C’est ici que commence probablement l’aventure d’un art antique qui a assuré l’efflorescence de cette ville dont les racines plongent dans la nuit de temps et restent imprégnées des conquêtes et des hauts faits des ancêtres. Car c’est  par cette contrée que toutes les civilisations sont passées en un mouvement dont la continuité suggérerait une étrange confluence avec la glaise, l’argile, le parfum de la terre. Tell el Fakharine est en effet une fresque en céramique qui raconte au monde l’épopée de l’argile marocaine, en l’ornant de tous les détails poétiques, de toutes les somptueuses péripéties humaines – une fresque qui rayonne dans le voisinage des palmiers, des cours d’eau et des arbustes touffus.
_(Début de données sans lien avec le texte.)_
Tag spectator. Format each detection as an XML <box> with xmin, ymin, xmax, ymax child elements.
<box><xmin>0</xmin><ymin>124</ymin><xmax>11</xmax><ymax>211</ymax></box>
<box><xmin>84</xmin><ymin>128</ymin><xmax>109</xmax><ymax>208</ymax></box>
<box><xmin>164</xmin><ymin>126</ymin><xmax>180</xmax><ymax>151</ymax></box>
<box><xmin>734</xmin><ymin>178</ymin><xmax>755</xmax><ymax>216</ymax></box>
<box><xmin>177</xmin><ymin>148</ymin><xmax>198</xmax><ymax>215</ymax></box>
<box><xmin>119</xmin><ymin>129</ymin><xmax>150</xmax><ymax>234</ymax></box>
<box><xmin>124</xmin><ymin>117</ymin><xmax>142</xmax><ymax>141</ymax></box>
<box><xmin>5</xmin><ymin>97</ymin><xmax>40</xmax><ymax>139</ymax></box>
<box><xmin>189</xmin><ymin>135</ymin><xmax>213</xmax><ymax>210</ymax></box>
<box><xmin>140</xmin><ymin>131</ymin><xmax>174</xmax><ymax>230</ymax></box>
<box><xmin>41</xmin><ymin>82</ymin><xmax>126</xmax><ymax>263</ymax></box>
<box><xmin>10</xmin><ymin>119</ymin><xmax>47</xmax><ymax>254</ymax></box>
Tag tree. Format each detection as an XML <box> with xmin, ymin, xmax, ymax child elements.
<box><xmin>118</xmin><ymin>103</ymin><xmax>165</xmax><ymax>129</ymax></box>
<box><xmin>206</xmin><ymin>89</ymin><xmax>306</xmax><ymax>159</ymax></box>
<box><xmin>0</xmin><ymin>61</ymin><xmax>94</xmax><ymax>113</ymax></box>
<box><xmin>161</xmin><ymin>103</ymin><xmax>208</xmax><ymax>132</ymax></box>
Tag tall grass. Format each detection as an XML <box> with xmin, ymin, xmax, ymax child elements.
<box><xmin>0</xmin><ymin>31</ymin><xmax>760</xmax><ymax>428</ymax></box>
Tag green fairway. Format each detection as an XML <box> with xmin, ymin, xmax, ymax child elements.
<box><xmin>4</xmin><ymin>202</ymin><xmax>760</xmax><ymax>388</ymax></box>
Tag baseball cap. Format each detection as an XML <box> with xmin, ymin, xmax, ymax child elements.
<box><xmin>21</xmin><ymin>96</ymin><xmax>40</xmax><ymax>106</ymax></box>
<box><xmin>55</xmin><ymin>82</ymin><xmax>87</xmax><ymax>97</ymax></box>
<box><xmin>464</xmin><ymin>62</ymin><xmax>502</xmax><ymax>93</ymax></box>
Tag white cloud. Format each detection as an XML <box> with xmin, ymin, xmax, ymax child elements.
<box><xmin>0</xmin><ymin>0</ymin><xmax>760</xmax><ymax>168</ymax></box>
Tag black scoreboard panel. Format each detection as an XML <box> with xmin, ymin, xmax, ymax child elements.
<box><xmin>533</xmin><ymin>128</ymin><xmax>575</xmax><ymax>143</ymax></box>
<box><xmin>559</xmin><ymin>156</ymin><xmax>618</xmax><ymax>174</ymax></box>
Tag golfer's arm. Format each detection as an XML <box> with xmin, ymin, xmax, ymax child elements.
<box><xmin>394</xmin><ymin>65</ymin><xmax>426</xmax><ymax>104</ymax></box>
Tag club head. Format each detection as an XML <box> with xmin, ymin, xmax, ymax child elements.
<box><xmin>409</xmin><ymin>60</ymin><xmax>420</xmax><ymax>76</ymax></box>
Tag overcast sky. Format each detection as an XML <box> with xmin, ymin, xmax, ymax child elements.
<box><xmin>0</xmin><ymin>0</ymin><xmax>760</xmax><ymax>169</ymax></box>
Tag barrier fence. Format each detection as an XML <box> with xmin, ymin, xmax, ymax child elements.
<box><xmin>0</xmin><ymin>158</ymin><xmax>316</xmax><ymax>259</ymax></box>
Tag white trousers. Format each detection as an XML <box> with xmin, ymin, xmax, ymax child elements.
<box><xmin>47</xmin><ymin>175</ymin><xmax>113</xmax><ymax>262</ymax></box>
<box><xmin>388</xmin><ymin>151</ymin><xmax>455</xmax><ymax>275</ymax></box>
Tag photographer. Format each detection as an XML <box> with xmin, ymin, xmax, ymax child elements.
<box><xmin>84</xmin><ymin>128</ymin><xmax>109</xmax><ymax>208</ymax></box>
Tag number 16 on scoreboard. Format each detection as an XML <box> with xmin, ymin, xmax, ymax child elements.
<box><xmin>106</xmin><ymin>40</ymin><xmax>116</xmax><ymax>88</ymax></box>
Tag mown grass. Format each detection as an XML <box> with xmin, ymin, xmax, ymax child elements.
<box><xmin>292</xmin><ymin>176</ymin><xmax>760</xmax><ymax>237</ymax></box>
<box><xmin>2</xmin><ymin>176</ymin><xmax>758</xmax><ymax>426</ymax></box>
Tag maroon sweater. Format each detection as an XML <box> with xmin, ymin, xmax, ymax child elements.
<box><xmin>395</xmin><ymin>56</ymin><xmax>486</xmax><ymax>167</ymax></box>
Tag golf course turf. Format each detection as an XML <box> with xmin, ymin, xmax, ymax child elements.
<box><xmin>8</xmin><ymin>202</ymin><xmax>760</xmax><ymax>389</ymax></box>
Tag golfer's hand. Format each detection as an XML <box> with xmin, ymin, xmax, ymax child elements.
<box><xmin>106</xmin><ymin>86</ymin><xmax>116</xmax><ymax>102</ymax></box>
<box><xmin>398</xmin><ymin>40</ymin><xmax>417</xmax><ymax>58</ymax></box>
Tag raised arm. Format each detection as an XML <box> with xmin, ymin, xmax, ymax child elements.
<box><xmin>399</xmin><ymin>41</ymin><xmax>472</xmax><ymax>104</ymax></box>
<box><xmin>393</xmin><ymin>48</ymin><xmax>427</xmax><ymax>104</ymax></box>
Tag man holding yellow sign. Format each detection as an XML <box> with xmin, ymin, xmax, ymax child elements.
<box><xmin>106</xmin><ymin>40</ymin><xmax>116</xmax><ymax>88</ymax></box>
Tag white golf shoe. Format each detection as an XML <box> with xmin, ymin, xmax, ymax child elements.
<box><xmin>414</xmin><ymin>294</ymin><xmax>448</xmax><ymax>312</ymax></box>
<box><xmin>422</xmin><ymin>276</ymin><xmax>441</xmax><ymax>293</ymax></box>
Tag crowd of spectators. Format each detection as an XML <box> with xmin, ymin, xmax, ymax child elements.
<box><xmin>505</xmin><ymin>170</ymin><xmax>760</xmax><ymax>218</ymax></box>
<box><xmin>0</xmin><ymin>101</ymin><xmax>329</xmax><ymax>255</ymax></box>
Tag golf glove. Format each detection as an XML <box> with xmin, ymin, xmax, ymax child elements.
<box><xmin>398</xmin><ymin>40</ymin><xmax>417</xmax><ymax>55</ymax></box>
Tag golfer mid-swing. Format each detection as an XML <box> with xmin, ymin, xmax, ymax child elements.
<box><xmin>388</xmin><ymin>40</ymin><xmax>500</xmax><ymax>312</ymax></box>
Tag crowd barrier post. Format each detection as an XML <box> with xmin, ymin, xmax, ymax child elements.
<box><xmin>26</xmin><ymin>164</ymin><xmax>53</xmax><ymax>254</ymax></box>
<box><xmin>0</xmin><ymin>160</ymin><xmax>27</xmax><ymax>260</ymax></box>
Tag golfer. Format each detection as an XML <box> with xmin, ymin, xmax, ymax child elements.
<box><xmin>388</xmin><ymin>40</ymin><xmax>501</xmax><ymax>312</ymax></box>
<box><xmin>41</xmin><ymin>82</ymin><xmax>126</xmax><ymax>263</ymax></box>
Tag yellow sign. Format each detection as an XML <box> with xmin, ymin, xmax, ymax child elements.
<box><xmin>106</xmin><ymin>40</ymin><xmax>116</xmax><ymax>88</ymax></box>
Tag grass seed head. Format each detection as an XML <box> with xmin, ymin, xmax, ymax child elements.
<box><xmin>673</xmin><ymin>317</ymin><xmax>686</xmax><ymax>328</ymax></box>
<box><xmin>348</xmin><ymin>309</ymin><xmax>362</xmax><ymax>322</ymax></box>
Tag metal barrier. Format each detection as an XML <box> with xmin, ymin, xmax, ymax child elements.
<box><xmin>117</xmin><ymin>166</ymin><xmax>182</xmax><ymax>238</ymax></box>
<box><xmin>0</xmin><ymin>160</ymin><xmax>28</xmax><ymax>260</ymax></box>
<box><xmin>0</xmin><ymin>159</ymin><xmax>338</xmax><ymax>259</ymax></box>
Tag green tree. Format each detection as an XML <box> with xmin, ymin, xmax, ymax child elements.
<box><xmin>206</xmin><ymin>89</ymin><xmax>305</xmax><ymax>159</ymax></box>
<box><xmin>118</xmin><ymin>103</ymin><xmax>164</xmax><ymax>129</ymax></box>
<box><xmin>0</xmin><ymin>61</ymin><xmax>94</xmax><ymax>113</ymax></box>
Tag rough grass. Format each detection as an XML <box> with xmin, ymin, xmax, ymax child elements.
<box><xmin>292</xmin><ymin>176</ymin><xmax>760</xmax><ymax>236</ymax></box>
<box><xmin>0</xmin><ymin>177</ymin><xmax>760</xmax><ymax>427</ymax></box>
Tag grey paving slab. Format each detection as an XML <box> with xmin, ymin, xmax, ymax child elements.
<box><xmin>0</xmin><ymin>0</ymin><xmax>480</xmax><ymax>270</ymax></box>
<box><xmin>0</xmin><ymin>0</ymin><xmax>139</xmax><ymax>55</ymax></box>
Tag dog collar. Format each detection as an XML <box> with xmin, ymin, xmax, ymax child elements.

Les études historiques et archéologiques autant que celles qui sont consacrées au patrimoine ont montré que les arts de la poterie et les métiers qui y sont liés remontent, au Maroc, aux temps les plus lointains. Les prémisses de cette activité pourraient même nous mener jusqu’aux premiers pas de l’homme dans cette partie du monde. Les musées marocains en sont la preuve où l’on a recueilli des vestiges, des morceaux de céramique que les historiens ont bien du mal à dater. Certaines études montrent, en revanche, que, venu d’Andalousie, l’art de la poterie s’est perpétué au Maroc depuis le XIIe siècle, en particulier dans la ville de Fès qui a donné refuge à d’innombrables Andalous fuyant les conflits politiques et religieux. Ces nouveaux venus ont en effet amené avec eux cet art et bien d’autres qu’ils avaient portés à la perfection. Hassan Al Wazzan (Léon l’Africain) parle dans sa Description de l’Afrique de la qualité des poteries fabriquées qui se vendaient sur le marché de Fès, au tout début du XVIe siècle, et qui étaient fabriquées avec le plus grand soin et ornées des plus belles couleurs
Pour ce qui est de la ville d’Asfi, les sources sont rares sinon inexistantes, ce qui rend difficile la datation de l’apparition de cet artisanat. Mais nous pouvons affirmer que la poterie est apparue dans cette ville depuis les temps les plus anciens. L’auteur n’en veut pour preuve que les similitudes que l’on peut observer avec les poteries façonnées à la main, de façon toute primitive, par les Phéniciens,  celles que produisaient les Amérindiens à l’époque de Christophe Colomb.